Para garantir o funcionamento pleno da maternidade, que faz 100% dos atendimentos pelo SUS, o prefeito Alexandre Kalil (PHS) e os secretários Jackson Machado (Saúde) e Fuad Noman (Fazenda) reuniram-se, na noite desta segunda-feira (19), com representantes da maternidade para apresentar a proposta de transferência. A intenção do Executivo é fazer a mudança já no princípio do próximo mês.

A PBH declarou reconhecer a importância do Sofia Feldman para a cidade e, por isso, quer assumir a gestão do espaço e evitar o fechamento dos leitos. " (...) temos lidado, a cada dois, três meses, com o pedido de socorro que o hospital nos faz. Então essa reunião foi para ofertar à maternidade uma proposta que vai resolver, de uma vez por todas, um problema que já vem se prolongando por tempo demais", afirmou Jackson Machado.

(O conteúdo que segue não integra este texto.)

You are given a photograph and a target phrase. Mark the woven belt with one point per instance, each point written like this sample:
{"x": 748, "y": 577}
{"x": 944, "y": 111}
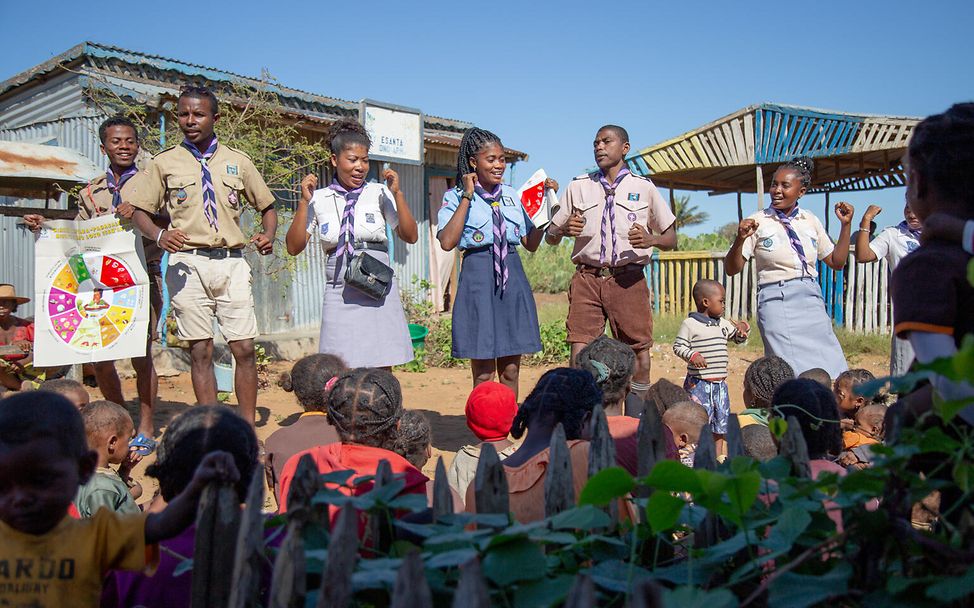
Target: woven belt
{"x": 608, "y": 270}
{"x": 216, "y": 253}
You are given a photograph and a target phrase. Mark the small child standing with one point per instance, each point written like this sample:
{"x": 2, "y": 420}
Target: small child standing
{"x": 702, "y": 343}
{"x": 108, "y": 428}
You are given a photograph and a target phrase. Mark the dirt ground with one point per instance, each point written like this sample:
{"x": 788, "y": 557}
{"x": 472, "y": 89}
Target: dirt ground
{"x": 439, "y": 393}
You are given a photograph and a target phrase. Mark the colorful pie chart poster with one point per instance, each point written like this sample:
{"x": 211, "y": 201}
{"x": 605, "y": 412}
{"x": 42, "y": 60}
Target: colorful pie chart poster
{"x": 92, "y": 292}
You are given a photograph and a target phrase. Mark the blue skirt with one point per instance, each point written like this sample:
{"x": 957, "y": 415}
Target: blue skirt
{"x": 488, "y": 324}
{"x": 795, "y": 327}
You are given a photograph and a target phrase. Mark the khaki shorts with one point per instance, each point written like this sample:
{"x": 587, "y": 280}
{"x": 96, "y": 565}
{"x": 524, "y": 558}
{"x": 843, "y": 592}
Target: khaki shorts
{"x": 201, "y": 288}
{"x": 623, "y": 299}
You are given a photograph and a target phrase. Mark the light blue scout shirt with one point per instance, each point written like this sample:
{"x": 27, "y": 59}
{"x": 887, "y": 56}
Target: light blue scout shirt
{"x": 478, "y": 231}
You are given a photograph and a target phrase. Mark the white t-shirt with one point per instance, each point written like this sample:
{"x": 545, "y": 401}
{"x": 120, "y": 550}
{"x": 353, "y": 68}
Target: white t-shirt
{"x": 893, "y": 243}
{"x": 375, "y": 208}
{"x": 774, "y": 257}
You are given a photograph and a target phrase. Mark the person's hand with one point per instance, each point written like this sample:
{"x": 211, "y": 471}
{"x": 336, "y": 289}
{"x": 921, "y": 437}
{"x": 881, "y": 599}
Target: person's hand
{"x": 746, "y": 228}
{"x": 640, "y": 238}
{"x": 844, "y": 211}
{"x": 263, "y": 243}
{"x": 33, "y": 221}
{"x": 172, "y": 240}
{"x": 392, "y": 180}
{"x": 469, "y": 180}
{"x": 308, "y": 186}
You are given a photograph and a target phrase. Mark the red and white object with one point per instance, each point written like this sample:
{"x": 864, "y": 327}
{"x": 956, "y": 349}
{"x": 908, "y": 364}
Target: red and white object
{"x": 536, "y": 199}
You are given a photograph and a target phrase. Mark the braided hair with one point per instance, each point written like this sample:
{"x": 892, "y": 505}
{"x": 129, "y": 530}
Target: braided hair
{"x": 562, "y": 395}
{"x": 365, "y": 406}
{"x": 764, "y": 376}
{"x": 474, "y": 140}
{"x": 941, "y": 149}
{"x": 309, "y": 378}
{"x": 344, "y": 133}
{"x": 817, "y": 413}
{"x": 803, "y": 166}
{"x": 611, "y": 363}
{"x": 415, "y": 437}
{"x": 195, "y": 433}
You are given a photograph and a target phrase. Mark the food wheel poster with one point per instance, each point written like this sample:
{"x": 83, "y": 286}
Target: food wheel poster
{"x": 91, "y": 290}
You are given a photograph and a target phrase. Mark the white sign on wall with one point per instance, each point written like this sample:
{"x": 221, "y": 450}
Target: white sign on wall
{"x": 396, "y": 132}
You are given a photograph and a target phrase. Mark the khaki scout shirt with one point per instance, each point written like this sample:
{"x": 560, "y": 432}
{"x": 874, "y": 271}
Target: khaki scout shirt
{"x": 173, "y": 181}
{"x": 96, "y": 200}
{"x": 637, "y": 201}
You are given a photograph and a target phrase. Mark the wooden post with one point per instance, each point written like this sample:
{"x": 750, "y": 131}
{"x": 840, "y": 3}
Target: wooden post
{"x": 250, "y": 547}
{"x": 336, "y": 580}
{"x": 412, "y": 590}
{"x": 442, "y": 497}
{"x": 490, "y": 484}
{"x": 559, "y": 485}
{"x": 217, "y": 521}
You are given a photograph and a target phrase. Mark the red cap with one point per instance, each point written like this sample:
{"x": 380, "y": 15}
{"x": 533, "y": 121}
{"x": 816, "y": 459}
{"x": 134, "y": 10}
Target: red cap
{"x": 490, "y": 411}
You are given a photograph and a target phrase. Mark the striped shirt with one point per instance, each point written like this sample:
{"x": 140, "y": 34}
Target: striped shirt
{"x": 707, "y": 336}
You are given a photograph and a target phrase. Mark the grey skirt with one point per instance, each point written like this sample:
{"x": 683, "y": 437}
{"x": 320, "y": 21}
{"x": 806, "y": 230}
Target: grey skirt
{"x": 362, "y": 331}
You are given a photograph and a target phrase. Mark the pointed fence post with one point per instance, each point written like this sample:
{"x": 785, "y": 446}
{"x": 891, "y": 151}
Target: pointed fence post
{"x": 250, "y": 548}
{"x": 336, "y": 580}
{"x": 411, "y": 590}
{"x": 490, "y": 484}
{"x": 559, "y": 486}
{"x": 217, "y": 522}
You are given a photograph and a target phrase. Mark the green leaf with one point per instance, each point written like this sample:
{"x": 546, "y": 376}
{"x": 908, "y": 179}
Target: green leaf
{"x": 513, "y": 562}
{"x": 792, "y": 590}
{"x": 605, "y": 486}
{"x": 695, "y": 597}
{"x": 663, "y": 511}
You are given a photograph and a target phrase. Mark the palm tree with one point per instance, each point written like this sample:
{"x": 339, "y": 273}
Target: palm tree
{"x": 687, "y": 214}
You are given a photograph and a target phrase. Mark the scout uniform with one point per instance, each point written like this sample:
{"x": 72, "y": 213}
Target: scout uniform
{"x": 791, "y": 311}
{"x": 494, "y": 313}
{"x": 352, "y": 323}
{"x": 209, "y": 274}
{"x": 609, "y": 282}
{"x": 893, "y": 244}
{"x": 95, "y": 200}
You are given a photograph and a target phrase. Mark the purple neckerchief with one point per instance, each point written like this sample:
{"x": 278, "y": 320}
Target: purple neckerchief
{"x": 796, "y": 243}
{"x": 499, "y": 246}
{"x": 209, "y": 195}
{"x": 116, "y": 188}
{"x": 346, "y": 239}
{"x": 609, "y": 213}
{"x": 914, "y": 232}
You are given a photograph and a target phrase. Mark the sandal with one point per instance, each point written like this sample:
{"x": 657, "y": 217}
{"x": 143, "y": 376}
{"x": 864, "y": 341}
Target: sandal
{"x": 143, "y": 444}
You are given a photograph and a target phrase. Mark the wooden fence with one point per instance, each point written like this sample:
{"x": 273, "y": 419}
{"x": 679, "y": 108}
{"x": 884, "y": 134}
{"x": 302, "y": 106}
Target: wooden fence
{"x": 856, "y": 297}
{"x": 226, "y": 535}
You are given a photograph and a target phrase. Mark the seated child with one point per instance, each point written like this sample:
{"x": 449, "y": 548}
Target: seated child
{"x": 562, "y": 395}
{"x": 309, "y": 380}
{"x": 685, "y": 419}
{"x": 702, "y": 343}
{"x": 189, "y": 438}
{"x": 415, "y": 444}
{"x": 109, "y": 428}
{"x": 365, "y": 406}
{"x": 72, "y": 390}
{"x": 62, "y": 561}
{"x": 761, "y": 379}
{"x": 819, "y": 375}
{"x": 490, "y": 410}
{"x": 758, "y": 442}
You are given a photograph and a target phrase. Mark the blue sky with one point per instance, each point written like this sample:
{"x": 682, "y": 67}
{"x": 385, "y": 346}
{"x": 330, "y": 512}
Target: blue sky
{"x": 545, "y": 75}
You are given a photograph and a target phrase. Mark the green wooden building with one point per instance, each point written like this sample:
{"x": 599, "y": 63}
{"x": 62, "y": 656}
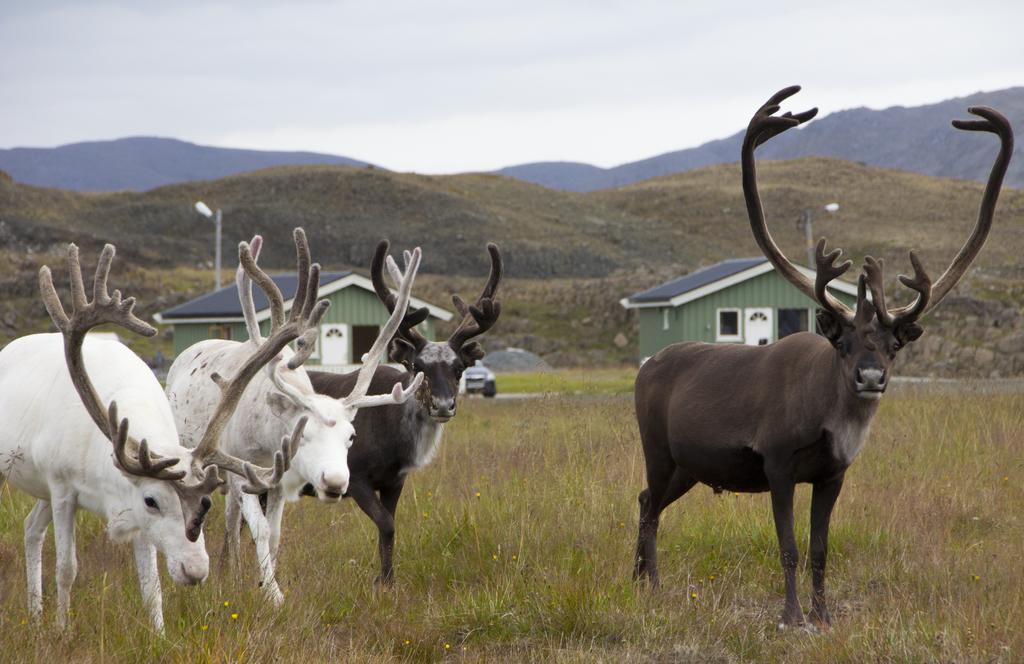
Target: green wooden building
{"x": 741, "y": 300}
{"x": 347, "y": 331}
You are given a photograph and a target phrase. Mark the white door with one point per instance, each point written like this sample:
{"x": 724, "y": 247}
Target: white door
{"x": 758, "y": 326}
{"x": 334, "y": 343}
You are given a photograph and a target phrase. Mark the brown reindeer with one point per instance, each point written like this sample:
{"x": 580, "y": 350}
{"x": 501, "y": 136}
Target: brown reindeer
{"x": 765, "y": 418}
{"x": 393, "y": 441}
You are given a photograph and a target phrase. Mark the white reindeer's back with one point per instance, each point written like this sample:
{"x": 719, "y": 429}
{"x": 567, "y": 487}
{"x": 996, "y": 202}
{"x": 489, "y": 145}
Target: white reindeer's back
{"x": 46, "y": 430}
{"x": 253, "y": 432}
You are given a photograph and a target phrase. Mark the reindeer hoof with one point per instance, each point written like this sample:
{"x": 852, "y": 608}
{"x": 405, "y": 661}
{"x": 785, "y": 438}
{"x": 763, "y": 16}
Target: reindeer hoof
{"x": 820, "y": 618}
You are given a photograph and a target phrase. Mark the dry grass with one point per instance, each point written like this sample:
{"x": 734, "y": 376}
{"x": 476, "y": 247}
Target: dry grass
{"x": 925, "y": 567}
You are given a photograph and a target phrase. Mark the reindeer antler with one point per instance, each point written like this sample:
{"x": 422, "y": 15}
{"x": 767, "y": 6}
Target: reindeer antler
{"x": 875, "y": 274}
{"x": 304, "y": 319}
{"x": 407, "y": 329}
{"x": 763, "y": 126}
{"x": 826, "y": 272}
{"x": 357, "y": 398}
{"x": 85, "y": 316}
{"x": 480, "y": 317}
{"x": 993, "y": 122}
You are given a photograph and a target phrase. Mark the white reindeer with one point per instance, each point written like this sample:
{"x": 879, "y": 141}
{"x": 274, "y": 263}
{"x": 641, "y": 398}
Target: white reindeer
{"x": 279, "y": 398}
{"x": 155, "y": 493}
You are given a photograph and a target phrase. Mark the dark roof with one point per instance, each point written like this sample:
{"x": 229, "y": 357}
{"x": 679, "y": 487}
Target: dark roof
{"x": 696, "y": 280}
{"x": 224, "y": 302}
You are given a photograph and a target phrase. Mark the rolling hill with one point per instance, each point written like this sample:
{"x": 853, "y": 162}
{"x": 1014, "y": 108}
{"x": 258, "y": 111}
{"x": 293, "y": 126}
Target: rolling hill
{"x": 916, "y": 138}
{"x": 569, "y": 256}
{"x": 142, "y": 162}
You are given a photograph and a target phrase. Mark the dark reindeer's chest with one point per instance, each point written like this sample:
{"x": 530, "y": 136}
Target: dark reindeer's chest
{"x": 741, "y": 468}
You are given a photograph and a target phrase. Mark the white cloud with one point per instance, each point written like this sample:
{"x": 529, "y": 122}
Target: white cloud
{"x": 458, "y": 85}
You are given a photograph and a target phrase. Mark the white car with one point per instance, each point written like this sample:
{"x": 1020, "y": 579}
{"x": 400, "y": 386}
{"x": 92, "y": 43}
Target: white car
{"x": 479, "y": 380}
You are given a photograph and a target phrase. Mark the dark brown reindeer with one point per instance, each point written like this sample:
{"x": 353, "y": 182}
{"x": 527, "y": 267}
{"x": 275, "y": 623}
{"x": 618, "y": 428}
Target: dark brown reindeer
{"x": 765, "y": 418}
{"x": 392, "y": 441}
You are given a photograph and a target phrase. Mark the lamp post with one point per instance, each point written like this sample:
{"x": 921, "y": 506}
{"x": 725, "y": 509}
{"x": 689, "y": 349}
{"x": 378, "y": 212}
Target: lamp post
{"x": 205, "y": 210}
{"x": 806, "y": 217}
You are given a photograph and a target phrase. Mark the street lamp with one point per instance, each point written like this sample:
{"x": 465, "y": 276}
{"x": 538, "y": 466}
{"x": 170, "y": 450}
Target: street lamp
{"x": 804, "y": 222}
{"x": 205, "y": 210}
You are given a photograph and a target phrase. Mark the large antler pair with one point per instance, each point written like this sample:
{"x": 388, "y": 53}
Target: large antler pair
{"x": 131, "y": 456}
{"x": 764, "y": 125}
{"x": 302, "y": 325}
{"x": 476, "y": 320}
{"x": 357, "y": 398}
{"x": 307, "y": 288}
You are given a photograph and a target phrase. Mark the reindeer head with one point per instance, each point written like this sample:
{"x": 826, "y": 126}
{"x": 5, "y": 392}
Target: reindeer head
{"x": 163, "y": 494}
{"x": 868, "y": 338}
{"x": 441, "y": 362}
{"x": 321, "y": 462}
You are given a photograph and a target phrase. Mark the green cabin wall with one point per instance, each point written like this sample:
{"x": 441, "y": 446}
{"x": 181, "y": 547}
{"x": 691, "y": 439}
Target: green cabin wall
{"x": 695, "y": 321}
{"x": 352, "y": 305}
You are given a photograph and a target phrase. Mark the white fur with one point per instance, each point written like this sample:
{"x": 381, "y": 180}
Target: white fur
{"x": 52, "y": 450}
{"x": 426, "y": 446}
{"x": 849, "y": 436}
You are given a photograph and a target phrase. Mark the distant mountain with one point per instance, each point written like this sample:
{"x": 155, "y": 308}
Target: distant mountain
{"x": 916, "y": 138}
{"x": 142, "y": 163}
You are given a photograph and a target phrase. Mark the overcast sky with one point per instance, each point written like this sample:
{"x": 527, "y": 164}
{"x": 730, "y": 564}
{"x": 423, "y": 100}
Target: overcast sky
{"x": 443, "y": 86}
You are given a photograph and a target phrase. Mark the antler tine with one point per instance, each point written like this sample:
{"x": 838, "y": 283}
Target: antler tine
{"x": 207, "y": 451}
{"x": 302, "y": 257}
{"x": 407, "y": 330}
{"x": 261, "y": 480}
{"x": 245, "y": 287}
{"x": 763, "y": 126}
{"x": 85, "y": 316}
{"x": 397, "y": 396}
{"x": 248, "y": 263}
{"x": 826, "y": 272}
{"x": 993, "y": 122}
{"x": 875, "y": 276}
{"x": 373, "y": 359}
{"x": 484, "y": 314}
{"x": 144, "y": 465}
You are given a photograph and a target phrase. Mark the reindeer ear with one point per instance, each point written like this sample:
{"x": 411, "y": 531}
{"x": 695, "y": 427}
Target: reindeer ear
{"x": 281, "y": 406}
{"x": 472, "y": 351}
{"x": 907, "y": 333}
{"x": 402, "y": 351}
{"x": 829, "y": 326}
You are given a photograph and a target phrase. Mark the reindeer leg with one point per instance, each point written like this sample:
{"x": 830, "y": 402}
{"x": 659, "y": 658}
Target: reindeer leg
{"x": 35, "y": 534}
{"x": 782, "y": 490}
{"x": 389, "y": 498}
{"x": 368, "y": 501}
{"x": 274, "y": 509}
{"x": 663, "y": 490}
{"x": 260, "y": 529}
{"x": 822, "y": 501}
{"x": 232, "y": 524}
{"x": 148, "y": 582}
{"x": 64, "y": 508}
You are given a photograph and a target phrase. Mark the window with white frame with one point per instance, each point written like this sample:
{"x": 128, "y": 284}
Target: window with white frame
{"x": 727, "y": 325}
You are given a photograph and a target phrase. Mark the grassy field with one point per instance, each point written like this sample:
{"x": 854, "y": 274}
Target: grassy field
{"x": 569, "y": 381}
{"x": 516, "y": 545}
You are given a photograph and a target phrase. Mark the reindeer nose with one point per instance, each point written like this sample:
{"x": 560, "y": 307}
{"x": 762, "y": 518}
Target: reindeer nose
{"x": 870, "y": 379}
{"x": 334, "y": 486}
{"x": 194, "y": 574}
{"x": 442, "y": 407}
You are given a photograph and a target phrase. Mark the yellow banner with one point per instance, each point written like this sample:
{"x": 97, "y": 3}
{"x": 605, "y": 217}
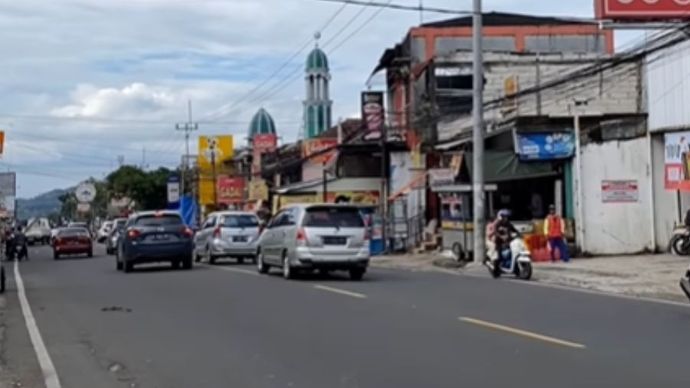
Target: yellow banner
{"x": 206, "y": 191}
{"x": 258, "y": 190}
{"x": 216, "y": 149}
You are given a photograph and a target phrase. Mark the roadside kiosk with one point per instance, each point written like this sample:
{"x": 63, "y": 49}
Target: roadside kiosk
{"x": 457, "y": 229}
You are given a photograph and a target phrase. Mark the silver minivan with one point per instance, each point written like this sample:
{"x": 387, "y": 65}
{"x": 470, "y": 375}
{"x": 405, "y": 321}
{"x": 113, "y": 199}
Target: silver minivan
{"x": 315, "y": 237}
{"x": 227, "y": 234}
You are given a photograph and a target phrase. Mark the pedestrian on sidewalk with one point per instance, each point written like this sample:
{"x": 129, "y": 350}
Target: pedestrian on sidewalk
{"x": 554, "y": 229}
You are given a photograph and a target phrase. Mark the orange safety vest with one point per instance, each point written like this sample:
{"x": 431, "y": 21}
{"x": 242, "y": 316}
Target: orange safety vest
{"x": 554, "y": 227}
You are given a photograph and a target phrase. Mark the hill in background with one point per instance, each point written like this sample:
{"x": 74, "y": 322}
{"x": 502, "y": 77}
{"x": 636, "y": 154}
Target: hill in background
{"x": 40, "y": 205}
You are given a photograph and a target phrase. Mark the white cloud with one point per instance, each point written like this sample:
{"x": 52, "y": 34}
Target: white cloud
{"x": 111, "y": 77}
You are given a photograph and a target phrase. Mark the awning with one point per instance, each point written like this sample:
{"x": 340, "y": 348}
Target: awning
{"x": 502, "y": 166}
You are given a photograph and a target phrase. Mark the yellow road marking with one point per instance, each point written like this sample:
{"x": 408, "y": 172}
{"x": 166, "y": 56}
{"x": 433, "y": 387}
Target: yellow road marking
{"x": 522, "y": 333}
{"x": 340, "y": 291}
{"x": 231, "y": 269}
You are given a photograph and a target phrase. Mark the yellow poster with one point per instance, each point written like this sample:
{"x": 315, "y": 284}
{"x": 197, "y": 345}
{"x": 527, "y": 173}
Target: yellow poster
{"x": 214, "y": 149}
{"x": 206, "y": 191}
{"x": 258, "y": 190}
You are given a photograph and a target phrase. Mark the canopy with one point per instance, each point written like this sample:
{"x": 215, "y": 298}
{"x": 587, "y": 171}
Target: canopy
{"x": 502, "y": 166}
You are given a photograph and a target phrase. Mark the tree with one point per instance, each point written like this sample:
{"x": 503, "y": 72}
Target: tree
{"x": 147, "y": 188}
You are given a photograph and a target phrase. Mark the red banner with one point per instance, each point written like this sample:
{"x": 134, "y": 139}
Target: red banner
{"x": 230, "y": 189}
{"x": 264, "y": 143}
{"x": 642, "y": 9}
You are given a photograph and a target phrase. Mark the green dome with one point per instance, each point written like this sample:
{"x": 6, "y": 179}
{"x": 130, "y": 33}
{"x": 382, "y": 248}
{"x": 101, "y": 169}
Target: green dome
{"x": 317, "y": 60}
{"x": 262, "y": 124}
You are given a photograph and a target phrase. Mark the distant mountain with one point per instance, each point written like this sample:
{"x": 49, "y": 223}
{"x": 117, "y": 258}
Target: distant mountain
{"x": 41, "y": 205}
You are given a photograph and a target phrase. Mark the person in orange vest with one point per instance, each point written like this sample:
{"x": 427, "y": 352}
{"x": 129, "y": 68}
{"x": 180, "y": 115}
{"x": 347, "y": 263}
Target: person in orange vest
{"x": 554, "y": 229}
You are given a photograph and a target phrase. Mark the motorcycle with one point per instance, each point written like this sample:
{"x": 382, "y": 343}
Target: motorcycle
{"x": 513, "y": 258}
{"x": 680, "y": 241}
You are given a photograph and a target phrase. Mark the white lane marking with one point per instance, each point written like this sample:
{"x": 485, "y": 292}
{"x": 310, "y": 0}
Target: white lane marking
{"x": 340, "y": 291}
{"x": 50, "y": 375}
{"x": 522, "y": 333}
{"x": 238, "y": 270}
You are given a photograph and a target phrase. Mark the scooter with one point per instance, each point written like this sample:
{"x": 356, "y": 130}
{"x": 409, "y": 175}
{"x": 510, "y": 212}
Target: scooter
{"x": 680, "y": 241}
{"x": 514, "y": 258}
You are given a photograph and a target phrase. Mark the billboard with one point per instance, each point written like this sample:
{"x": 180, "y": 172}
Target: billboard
{"x": 373, "y": 114}
{"x": 319, "y": 151}
{"x": 230, "y": 189}
{"x": 214, "y": 149}
{"x": 642, "y": 9}
{"x": 264, "y": 143}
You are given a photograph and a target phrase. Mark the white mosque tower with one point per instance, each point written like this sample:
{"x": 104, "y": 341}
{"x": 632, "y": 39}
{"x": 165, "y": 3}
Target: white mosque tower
{"x": 317, "y": 105}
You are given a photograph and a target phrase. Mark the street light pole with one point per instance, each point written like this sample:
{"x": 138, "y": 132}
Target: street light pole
{"x": 187, "y": 127}
{"x": 478, "y": 133}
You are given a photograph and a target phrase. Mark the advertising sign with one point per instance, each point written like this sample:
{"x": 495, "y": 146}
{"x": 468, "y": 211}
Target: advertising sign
{"x": 624, "y": 191}
{"x": 86, "y": 192}
{"x": 642, "y": 9}
{"x": 230, "y": 189}
{"x": 258, "y": 190}
{"x": 173, "y": 189}
{"x": 313, "y": 149}
{"x": 373, "y": 114}
{"x": 677, "y": 161}
{"x": 354, "y": 197}
{"x": 545, "y": 146}
{"x": 264, "y": 143}
{"x": 441, "y": 177}
{"x": 216, "y": 149}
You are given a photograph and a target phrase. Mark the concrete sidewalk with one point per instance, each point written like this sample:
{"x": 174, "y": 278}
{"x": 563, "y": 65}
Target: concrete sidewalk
{"x": 648, "y": 276}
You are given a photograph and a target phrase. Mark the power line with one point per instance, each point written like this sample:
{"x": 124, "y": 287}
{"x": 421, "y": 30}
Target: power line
{"x": 400, "y": 7}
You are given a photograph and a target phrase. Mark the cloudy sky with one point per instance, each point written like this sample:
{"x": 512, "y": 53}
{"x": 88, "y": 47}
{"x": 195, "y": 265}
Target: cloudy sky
{"x": 85, "y": 82}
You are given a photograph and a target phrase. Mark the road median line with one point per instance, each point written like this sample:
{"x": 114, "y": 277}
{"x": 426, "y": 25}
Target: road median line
{"x": 340, "y": 291}
{"x": 237, "y": 270}
{"x": 522, "y": 333}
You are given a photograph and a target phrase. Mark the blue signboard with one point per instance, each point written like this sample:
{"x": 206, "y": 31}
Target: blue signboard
{"x": 545, "y": 146}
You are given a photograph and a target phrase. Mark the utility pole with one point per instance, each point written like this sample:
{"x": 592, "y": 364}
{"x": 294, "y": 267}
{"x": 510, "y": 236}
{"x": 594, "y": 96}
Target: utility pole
{"x": 478, "y": 133}
{"x": 187, "y": 127}
{"x": 579, "y": 222}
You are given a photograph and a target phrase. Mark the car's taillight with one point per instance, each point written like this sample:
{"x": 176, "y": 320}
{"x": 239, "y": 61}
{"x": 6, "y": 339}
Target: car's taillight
{"x": 301, "y": 237}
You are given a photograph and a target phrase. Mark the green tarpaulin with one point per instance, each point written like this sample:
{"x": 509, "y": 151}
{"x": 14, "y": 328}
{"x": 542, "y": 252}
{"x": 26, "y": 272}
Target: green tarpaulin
{"x": 501, "y": 166}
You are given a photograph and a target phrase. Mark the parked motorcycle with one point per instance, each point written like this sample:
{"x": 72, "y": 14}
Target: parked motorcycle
{"x": 513, "y": 258}
{"x": 680, "y": 241}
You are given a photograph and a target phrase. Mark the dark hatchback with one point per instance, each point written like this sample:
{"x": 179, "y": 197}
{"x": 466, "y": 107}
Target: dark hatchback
{"x": 154, "y": 237}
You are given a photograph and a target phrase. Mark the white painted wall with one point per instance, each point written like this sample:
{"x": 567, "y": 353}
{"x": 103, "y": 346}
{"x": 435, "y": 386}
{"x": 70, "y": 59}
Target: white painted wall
{"x": 617, "y": 228}
{"x": 668, "y": 90}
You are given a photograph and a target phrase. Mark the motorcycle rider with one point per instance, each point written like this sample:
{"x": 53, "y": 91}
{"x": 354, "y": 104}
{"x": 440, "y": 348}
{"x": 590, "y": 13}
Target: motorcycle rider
{"x": 498, "y": 234}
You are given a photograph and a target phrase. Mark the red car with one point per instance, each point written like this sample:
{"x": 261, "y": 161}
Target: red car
{"x": 72, "y": 241}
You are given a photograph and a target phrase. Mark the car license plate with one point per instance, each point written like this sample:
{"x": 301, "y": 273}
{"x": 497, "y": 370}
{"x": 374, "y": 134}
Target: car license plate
{"x": 334, "y": 240}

A proposta de Kalil foi bem-aceita pelo diretor técnico-administrativo da unidade, Ivo Lopes. Contudo, a mudança só pode ser realizada após a aprovação por parte do colegiado. A reunião que irá tratar do assunto já tem data: 27 de fevereiro. "O mais importante é que vamos continuar mantendo o atendimento à população", reforçou o médico.

Comando

Em novembro do ano passado, a PBH já assumiu a responsabilidade pelo banco de leite do hospital. Com a parceria, o leite colhido no banco agora também é repassado as unidades neonatal dos hospitais Odilon Behrens e Risoleta Neves. 

O Hospital Sofia Feldman atende mais de 400 mil pessoas de Belo Horizonte e região metropolitana. Ele possui 185 leitos, sendo 87 obstétricos, 41 em Unidade de Tratamento Intensivo Neonatal (UTI), 45 em Unidade de Cuidados Intermediários Neonatais (UCI) e 12 de outras clínicas.